Мэтр Беру лучше кого бы то ни было знал, что Лувр – это бесконечность: едва только начни его осматривать, как он поглотит тебя целиком и больше не выпустит из своих объятий. Лувр похож на море, он так же необозрим и коварен. Начнешь любоваться картинами, еще ничего толком не увидел, а уж день кончился, и бедного посетителя выбросило за порог, как выбрасывает волной черепаху, и лежит он на морском берегу обессиленный, не способный даже рукой пошевелить. Правило это, по мнению художника, касалось всех, начиная от забежавшей в музей гимназистки и заканчивая матерыми профессионалами вроде самого мэтра Беру.
Именно поэтому наш живописец, не отвлекаясь ни на что, прямиком отправился в салон Карре, где между Тицианом и Корреджо висела «Джоконда». Точнее сказать, должна была висеть. Потому что на ее месте зияла сейчас пустота, из которой вызывающе торчали четыре крючка, словно клыки мертвого зверя, упустившего свою добычу.
Несколько секунд мсье Беру с недоумением разглядывал пустое место, словно надеясь, что это всего лишь оптическая иллюзия, и картина сейчас материализуется из воздуха вопреки всем законам физики. Однако секунды тикали, а ничего не происходило: пустое место по прежнему оставалось таким же возмутительно пустым. Более того, Беру вдруг почудилось, что злосчастная дырка между картинами глядела на него, похабно ухмыляясь.

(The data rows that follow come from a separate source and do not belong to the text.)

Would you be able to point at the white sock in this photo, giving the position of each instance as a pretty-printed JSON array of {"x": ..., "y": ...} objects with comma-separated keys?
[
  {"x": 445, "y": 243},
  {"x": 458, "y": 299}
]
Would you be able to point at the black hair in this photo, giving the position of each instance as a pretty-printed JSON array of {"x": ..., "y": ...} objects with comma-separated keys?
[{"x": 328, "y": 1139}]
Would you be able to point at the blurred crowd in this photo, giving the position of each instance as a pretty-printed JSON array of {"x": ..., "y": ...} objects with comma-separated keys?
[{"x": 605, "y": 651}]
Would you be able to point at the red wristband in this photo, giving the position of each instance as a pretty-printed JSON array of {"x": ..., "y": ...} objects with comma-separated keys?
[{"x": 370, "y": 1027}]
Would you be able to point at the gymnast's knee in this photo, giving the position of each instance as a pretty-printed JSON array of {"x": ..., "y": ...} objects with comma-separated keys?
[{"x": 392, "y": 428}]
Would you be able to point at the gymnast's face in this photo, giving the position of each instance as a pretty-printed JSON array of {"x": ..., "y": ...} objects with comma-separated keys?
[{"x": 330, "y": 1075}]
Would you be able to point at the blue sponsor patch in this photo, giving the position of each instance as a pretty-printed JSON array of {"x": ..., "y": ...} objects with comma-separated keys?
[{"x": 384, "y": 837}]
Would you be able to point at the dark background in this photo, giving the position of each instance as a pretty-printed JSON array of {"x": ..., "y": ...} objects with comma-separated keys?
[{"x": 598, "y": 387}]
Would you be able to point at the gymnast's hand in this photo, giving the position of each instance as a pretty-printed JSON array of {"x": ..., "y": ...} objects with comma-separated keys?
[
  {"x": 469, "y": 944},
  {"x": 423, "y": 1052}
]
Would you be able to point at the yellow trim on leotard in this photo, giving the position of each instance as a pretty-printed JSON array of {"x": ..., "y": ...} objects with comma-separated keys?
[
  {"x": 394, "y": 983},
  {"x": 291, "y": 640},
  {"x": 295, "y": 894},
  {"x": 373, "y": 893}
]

Несчастному художнику ничего не оставалось, как немедленно позвать на помощь.
– Мсье Пупардэн! – растерянно воскликнул Беру, с каждым слогом возвышая голос. – Мсье Пупардэн!
Так он выкрикивал до тех пор, пока на пороге зала не явился охранник, которого Беру хорошо знал.

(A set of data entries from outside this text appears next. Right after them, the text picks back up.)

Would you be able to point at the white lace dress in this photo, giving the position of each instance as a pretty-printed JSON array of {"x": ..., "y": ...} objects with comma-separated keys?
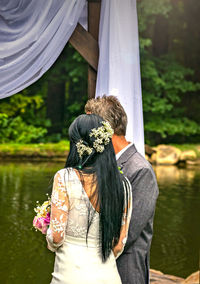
[{"x": 77, "y": 262}]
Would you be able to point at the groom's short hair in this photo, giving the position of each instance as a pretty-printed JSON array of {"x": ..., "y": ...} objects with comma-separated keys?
[{"x": 110, "y": 109}]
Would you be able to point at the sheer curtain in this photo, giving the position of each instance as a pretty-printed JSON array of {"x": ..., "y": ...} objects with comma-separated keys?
[
  {"x": 32, "y": 36},
  {"x": 119, "y": 63}
]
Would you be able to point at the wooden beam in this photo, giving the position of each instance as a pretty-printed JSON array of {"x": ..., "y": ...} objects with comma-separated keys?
[
  {"x": 86, "y": 45},
  {"x": 94, "y": 8}
]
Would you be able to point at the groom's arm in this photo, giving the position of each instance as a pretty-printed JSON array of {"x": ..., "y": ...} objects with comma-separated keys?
[{"x": 145, "y": 193}]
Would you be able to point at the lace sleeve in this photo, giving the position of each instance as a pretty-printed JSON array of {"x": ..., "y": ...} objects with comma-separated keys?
[
  {"x": 119, "y": 247},
  {"x": 59, "y": 211}
]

– Возможно, это обман зрения, но я не вижу здесь «Моны Лизы»! – несколько запальчиво начал художник. Это было сказано так, как будто бедный мсье Пупардэн был каким-то огнедышащим драконом, охранявшим тут гору золота, которая неожиданно пропала вся целиком.
Охранник также обозрел пустое место, почесал нос и предположил, что картину унесли фотографировать.
– Очень может быть, – согласился Беру, и добавил язвительно. – Дело известное: если женщина куда-то пропала, скорее всего, это значит, что она позирует фотографу.
Мсье Пупардэн состроил такую физиономию, которая, видимо, должна была означать «может, оно и так, черт их разберет, этих женщин».